ÖGB-Schuberth: „Menschen brauchen jetzt sofort spürbare Entlastung!”
Regierung prüft Treibstoffpreise – Untersuchung ist wichtig, aber zu langsam – Preiseingriffe sind jetzt notwendig
Der von Minister Hattmannstorfer heute erteilte Prüfauftrag an IHS und Bundeswettbewerbsbehörde zur genaueren Untersuchung der Treibstoffpreisentwicklung wird von ÖGB Bundesgeschäftsführerin Helene Schuberth ausdrücklich begrüßt. „Doch solange geprüft und analysiert wird, zahlen die Menschen weiter drauf – und die Preise steigen weiter“, gibt Schuberth zu bedenken.
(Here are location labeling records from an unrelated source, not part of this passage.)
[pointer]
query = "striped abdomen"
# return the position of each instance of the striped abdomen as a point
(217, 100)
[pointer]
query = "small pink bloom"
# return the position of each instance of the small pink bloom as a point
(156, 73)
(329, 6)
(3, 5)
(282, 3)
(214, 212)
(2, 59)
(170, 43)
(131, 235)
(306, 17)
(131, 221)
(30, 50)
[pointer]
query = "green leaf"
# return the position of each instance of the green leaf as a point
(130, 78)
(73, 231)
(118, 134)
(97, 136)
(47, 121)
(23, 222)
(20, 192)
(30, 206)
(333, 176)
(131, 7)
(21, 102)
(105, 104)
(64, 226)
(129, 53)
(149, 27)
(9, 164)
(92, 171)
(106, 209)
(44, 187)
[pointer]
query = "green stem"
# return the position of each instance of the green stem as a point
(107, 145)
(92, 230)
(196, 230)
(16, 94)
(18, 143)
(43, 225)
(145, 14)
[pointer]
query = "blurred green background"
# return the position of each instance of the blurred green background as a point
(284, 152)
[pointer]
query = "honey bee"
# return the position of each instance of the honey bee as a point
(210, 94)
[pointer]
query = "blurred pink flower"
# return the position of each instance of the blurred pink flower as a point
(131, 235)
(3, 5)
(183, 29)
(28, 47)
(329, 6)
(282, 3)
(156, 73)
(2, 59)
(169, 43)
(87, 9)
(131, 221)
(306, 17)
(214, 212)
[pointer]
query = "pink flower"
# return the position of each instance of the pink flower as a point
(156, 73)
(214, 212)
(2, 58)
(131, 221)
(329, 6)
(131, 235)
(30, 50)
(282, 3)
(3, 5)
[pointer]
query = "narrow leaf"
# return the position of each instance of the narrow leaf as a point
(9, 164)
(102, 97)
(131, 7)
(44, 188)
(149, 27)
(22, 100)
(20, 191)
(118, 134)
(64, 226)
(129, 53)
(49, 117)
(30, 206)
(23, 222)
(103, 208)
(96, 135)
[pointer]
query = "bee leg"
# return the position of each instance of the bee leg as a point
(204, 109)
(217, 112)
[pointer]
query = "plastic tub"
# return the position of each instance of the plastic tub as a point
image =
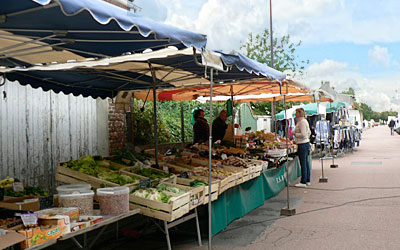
(113, 200)
(82, 200)
(71, 188)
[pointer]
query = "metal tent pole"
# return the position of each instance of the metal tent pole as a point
(153, 74)
(233, 117)
(209, 163)
(287, 211)
(182, 124)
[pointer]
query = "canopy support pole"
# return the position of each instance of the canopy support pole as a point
(287, 211)
(233, 117)
(153, 74)
(209, 162)
(274, 121)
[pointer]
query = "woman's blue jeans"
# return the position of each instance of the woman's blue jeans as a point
(304, 152)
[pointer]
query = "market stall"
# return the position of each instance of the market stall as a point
(164, 197)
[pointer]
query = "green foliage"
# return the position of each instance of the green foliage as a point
(258, 47)
(265, 108)
(169, 120)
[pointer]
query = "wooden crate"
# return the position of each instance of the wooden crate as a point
(70, 176)
(178, 206)
(130, 171)
(196, 193)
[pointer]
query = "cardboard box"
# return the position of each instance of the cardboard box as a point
(10, 239)
(71, 212)
(89, 221)
(50, 228)
(27, 203)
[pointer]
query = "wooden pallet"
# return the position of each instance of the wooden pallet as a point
(178, 206)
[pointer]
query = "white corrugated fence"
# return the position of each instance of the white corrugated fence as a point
(39, 129)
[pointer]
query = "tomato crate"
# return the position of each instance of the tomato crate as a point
(179, 205)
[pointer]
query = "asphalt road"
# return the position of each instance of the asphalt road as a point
(357, 209)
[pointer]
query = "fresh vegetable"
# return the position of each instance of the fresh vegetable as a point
(29, 190)
(153, 194)
(86, 165)
(117, 178)
(198, 183)
(141, 193)
(151, 173)
(163, 187)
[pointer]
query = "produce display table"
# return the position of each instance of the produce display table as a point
(240, 200)
(43, 245)
(108, 219)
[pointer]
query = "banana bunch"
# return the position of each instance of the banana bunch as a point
(7, 182)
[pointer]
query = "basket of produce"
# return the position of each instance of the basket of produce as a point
(155, 175)
(113, 200)
(96, 173)
(81, 199)
(197, 193)
(160, 203)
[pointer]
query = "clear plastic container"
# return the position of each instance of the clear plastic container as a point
(82, 200)
(113, 200)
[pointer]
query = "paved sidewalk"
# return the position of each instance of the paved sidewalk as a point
(357, 209)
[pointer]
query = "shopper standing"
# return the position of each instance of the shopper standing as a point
(391, 126)
(302, 138)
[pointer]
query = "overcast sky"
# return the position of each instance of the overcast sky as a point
(351, 43)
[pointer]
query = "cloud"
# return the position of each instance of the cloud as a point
(379, 55)
(377, 93)
(326, 68)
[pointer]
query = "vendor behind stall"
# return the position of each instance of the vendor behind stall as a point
(201, 130)
(219, 126)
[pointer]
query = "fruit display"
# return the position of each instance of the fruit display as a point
(120, 179)
(218, 173)
(164, 187)
(7, 182)
(10, 222)
(29, 190)
(152, 174)
(153, 194)
(198, 183)
(129, 157)
(88, 165)
(235, 162)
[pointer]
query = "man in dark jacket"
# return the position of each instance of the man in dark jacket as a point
(201, 130)
(219, 126)
(391, 126)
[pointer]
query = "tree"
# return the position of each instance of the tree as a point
(258, 47)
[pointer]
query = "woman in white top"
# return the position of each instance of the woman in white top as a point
(302, 138)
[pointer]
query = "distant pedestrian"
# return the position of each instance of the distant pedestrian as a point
(302, 138)
(391, 126)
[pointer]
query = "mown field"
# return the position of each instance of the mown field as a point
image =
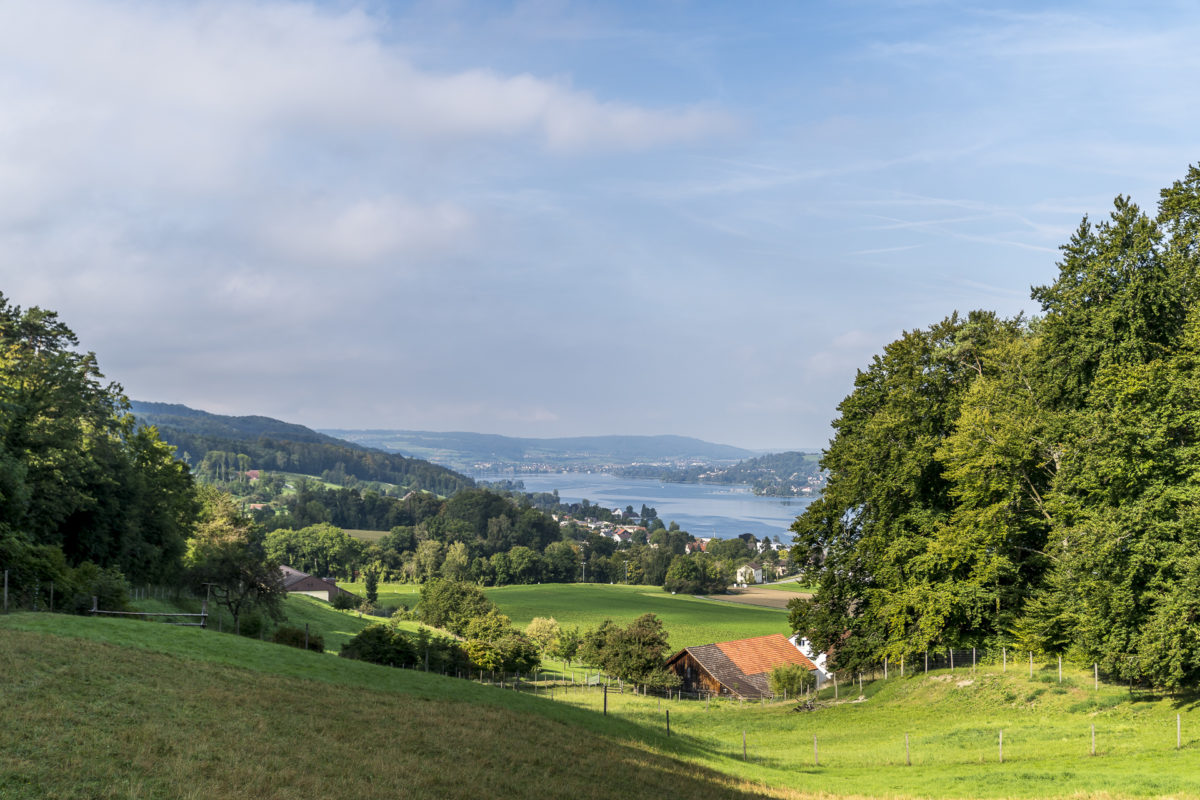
(106, 709)
(149, 710)
(689, 620)
(335, 626)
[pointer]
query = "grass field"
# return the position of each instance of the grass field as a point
(132, 709)
(689, 620)
(787, 585)
(106, 709)
(335, 626)
(953, 723)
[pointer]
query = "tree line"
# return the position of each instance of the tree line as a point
(481, 638)
(1030, 481)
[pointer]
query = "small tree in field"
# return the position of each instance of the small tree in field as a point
(544, 631)
(792, 679)
(568, 644)
(372, 587)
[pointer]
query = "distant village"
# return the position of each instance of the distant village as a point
(772, 563)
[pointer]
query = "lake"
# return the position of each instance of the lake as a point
(701, 509)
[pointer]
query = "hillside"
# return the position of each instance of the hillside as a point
(213, 443)
(109, 715)
(238, 726)
(480, 451)
(786, 474)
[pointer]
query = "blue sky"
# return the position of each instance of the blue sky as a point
(556, 218)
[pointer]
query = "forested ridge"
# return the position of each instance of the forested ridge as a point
(85, 494)
(786, 474)
(213, 443)
(1030, 482)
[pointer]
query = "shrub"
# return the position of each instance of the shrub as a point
(382, 644)
(294, 637)
(378, 644)
(792, 679)
(450, 605)
(345, 602)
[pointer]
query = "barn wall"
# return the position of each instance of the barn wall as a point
(693, 677)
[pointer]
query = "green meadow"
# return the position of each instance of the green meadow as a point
(689, 620)
(114, 709)
(101, 708)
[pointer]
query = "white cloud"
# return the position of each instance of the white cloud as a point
(363, 232)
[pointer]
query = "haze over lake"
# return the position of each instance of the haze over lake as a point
(701, 509)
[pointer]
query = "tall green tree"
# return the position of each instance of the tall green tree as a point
(227, 560)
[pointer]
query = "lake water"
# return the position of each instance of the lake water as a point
(700, 509)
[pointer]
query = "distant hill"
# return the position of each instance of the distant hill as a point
(787, 474)
(201, 438)
(469, 451)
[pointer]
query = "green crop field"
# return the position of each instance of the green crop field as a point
(953, 725)
(689, 620)
(335, 626)
(787, 585)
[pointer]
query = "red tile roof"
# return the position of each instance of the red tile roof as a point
(763, 654)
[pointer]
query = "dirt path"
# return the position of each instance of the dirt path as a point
(760, 596)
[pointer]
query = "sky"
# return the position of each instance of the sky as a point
(558, 218)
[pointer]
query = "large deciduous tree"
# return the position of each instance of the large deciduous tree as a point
(997, 481)
(227, 558)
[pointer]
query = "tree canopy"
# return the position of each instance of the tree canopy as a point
(1033, 481)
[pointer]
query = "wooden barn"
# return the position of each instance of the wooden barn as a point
(738, 668)
(301, 583)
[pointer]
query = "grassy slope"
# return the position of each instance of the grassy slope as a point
(953, 728)
(262, 720)
(155, 711)
(323, 619)
(690, 621)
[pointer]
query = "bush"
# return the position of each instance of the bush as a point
(379, 644)
(345, 602)
(294, 637)
(107, 585)
(792, 679)
(451, 605)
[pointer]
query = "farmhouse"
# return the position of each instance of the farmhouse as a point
(750, 572)
(738, 668)
(301, 583)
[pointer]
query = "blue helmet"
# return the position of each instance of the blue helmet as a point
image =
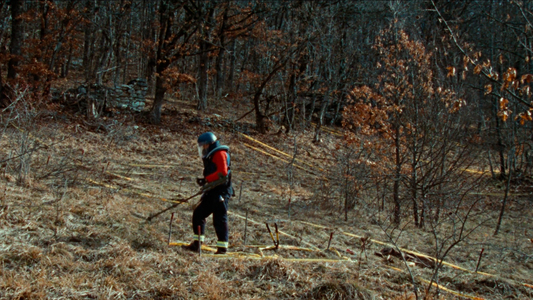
(206, 138)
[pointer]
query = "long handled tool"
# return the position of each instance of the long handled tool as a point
(209, 186)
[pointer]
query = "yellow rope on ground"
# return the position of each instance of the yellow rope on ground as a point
(124, 190)
(276, 157)
(281, 232)
(281, 152)
(419, 254)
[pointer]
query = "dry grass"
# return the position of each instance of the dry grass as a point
(64, 237)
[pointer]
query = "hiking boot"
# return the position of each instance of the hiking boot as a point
(192, 246)
(221, 250)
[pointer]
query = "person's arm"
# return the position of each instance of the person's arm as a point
(220, 159)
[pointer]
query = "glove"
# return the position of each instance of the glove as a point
(200, 181)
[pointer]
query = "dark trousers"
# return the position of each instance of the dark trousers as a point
(211, 204)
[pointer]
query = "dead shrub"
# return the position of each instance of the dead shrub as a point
(273, 269)
(338, 290)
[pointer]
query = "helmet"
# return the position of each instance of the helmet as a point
(205, 139)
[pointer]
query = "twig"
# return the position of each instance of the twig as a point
(170, 227)
(245, 226)
(199, 240)
(479, 259)
(240, 194)
(330, 237)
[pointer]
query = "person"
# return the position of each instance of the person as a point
(214, 201)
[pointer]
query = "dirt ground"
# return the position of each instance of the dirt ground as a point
(72, 219)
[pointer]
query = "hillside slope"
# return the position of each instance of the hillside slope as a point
(71, 223)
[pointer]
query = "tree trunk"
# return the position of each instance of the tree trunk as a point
(325, 104)
(16, 38)
(160, 90)
(229, 83)
(220, 58)
(202, 78)
(504, 202)
(397, 174)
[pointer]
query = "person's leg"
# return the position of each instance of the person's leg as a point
(220, 221)
(201, 212)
PREISSCHOCK TRIFFT BESCHÄFTIGTE HART
In nur einer Woche sind Benzin und Diesel um bis zu 17 Cent pro Liter teurer geworden. Für viele Beschäftigte bedeutet das deutlich höhere Kosten, allein um zur Arbeit zu kommen. „Dieser Preisschock ist für viele schlicht nicht mehr leistbar. Pendler:innen spüren das sofort im Geldbörsel“, so Schuberth. Weitere mögliche Preisanstiege müssen so gut wie möglich gedämpft werden.“
UNTERSUCHUNG WILLKOMMEN – ABER ZU SPÄT
Bis der Markt endlich überprüft wird, vergeht kostbare Zeit für Betroffene. Schuberth fordert daher sofortige Maßnahmen, damit allfällige Übergewinne nicht weiter auf Kosten der Konsument:innen entstehen.
ÖGB FORDERT PREISREGELUNG
Auf Grundlage des Preisgesetzes könne der Staat sehr wohl in die Preisgestaltung eingreifen. Der ÖGB fordert daher, eine Margenregelung ernsthaft zu prüfen. „So verhindern wir Übergewinne und schützen die Bevölkerung vor ungerechten Preissprüngen. Beschäftigte dürfen nicht länger jene sein, die alles zahlen“, sagt Schuberth abschließend.